Abstract
Background & Aims
Hepatitis C virus antiviral treatment is effective for individual patients but few active injecting drug users are treated. We considered the utility of antiviral treatment for primary prevention of hepatitis C.
Methods
A hepatitis C transmission model among injecting drug users was developed, incorporating treatment (62.5% average sustained viral response) with no re-treatment after initial treatment failure, potential re-infection for those cured, equal genotype setting (genotype 1:genotype 2/3), and no immunity. In addition, we examined scenarios with varied treatment response rates, immunity, or re-treatment of treatment failures.
Results
In the baseline scenario, annually treating 10 infections per 1000 injecting drug users results in a relative decrease in hepatitis C prevalence over 10 years of 31%, 13%, or 7% for baseline (untreated endemic chronic infection) prevalences of 20%, 40%, or 60%, respectively.
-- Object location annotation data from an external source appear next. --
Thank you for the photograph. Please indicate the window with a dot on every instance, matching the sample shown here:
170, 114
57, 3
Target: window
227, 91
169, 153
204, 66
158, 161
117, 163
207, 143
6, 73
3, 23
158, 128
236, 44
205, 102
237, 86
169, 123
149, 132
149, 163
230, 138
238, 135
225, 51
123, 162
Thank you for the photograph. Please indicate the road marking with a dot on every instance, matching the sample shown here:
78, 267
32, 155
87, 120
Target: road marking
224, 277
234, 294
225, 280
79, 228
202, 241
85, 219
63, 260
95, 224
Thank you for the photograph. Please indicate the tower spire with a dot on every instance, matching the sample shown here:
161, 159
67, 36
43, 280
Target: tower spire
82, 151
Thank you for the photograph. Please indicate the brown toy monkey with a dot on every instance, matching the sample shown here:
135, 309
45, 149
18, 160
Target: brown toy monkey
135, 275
Sensitivity analyses show that including the potential for immunity has minimal effect on the predictions; prevalence reductions remain even if SVR is assumed to be 25% lower among active IDU than current evidence suggests; re-treatment of treatment failures does not alter the short-term (<5 years) projections, but does increase treatment gains within 20 years; hepatitis C free life years gained from treating active injecting drug users are projected to be higher than from treating non-injecting drug users for prevalence's below 60%.
Conclusions
Despite the possibility of re-infection, modest rates of hepatitis C treatment among active injecting drug users could effectively reduce transmission. Evaluating and extending strategies to treat hepatitis C among active injectors are warranted.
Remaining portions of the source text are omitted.